'int' is the standard datatype that is native for the machine, so 16bit if you're on a 16bit machine, 32bit if you're on a 32bit machine, and 32bit if you're on a 64bit machine... wait... that doesn't work... meh.
'long' is sometimes emulated, because 16bit ints are too much of a pain.
'size_t' is generally a uintptr_t, but can also be 16bit in a segmented system like dos, where far pointers are 32bit (although with only a 20bit address space, with random weirdness mapping to the same bits of memory). Its an efficient datatype, basically.
'long double' is a fun datatype... 80 bits of actual data on x87, 64bits of actual data with sse. its just a fun datatype.

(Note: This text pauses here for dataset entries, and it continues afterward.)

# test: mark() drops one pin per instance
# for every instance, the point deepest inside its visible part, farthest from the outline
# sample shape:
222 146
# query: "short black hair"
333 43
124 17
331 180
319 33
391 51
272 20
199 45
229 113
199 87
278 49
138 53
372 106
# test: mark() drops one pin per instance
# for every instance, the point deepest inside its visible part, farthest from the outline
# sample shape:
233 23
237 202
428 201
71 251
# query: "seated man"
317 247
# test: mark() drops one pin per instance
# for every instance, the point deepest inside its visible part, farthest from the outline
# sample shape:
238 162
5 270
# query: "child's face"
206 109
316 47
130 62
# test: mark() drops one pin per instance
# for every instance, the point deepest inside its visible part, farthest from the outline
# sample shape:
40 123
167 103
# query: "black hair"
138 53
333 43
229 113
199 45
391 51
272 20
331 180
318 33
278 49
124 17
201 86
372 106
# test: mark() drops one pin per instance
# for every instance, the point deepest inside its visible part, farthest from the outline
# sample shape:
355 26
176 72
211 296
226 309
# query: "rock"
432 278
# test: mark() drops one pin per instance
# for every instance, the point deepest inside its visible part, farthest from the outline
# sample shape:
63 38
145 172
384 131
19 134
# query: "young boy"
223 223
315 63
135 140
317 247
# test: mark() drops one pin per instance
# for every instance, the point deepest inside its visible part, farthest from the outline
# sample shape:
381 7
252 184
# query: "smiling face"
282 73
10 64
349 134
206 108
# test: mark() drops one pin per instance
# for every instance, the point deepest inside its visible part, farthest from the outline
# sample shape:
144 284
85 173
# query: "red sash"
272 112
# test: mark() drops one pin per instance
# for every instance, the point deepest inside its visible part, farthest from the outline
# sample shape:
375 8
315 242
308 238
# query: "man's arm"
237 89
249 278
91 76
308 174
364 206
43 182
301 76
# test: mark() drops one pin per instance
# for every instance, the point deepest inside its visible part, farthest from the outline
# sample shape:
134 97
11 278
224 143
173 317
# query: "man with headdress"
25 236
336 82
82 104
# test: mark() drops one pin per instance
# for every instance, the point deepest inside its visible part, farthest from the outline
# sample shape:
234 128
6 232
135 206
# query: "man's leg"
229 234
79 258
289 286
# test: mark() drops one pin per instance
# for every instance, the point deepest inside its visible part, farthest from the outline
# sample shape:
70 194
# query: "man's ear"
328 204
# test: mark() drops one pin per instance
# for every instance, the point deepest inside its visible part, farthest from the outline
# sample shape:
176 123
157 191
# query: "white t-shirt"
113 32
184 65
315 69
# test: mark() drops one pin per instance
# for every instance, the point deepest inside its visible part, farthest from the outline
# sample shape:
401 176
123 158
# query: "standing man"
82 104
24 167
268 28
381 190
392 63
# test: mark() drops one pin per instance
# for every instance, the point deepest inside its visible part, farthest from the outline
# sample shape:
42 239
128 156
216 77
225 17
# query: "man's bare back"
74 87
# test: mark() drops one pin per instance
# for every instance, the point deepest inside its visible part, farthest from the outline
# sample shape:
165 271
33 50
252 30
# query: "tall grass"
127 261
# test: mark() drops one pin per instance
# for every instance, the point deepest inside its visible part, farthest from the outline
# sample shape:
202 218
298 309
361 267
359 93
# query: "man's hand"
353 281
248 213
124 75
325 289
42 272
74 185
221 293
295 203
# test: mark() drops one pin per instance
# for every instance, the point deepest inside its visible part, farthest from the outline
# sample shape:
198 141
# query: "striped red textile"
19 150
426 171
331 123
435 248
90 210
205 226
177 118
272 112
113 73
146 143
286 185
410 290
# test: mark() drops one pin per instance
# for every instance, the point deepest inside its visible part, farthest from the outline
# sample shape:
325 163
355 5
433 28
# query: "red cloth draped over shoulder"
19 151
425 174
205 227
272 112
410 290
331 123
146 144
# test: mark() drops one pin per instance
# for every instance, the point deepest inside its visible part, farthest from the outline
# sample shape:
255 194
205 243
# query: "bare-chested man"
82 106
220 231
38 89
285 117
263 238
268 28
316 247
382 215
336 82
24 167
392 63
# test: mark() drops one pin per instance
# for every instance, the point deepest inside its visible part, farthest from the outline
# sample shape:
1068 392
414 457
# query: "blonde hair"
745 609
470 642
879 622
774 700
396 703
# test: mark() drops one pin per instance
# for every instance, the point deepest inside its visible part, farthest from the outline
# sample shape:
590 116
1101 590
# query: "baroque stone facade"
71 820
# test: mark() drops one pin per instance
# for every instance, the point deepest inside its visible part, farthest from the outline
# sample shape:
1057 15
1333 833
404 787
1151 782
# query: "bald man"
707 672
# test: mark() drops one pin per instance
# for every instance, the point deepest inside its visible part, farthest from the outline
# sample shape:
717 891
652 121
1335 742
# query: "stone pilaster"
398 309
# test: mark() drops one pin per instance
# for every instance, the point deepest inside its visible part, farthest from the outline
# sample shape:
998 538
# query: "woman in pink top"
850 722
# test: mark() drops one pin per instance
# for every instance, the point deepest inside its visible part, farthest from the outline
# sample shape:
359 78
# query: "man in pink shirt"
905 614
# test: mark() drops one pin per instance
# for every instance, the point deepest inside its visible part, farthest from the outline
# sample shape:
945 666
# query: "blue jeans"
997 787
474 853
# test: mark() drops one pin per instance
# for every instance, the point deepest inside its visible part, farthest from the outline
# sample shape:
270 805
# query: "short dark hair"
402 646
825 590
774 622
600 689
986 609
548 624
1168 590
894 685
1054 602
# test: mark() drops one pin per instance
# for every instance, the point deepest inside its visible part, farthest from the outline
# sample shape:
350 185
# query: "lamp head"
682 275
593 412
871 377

if you're doing professional coding, get accoustomed to typing uint32_t sooner rather than later.
At the end of the day, you'll either have data structures that are internal to your code (in which case you shouldn't really care about alignment/padding etc anyway), data structures that are part of an API (where extensibility is likely more important), or data structures that are transfered between programs (where you should be checking variables are within expected parameters and extra padding can be fatal, or leak information that should not be leaked).
If its buggy on 64bit, run it through valgrind. That'll detect any reads of uninitialised padding for you nice and easy. In certain situations, memsetting everything to 0 can be bad.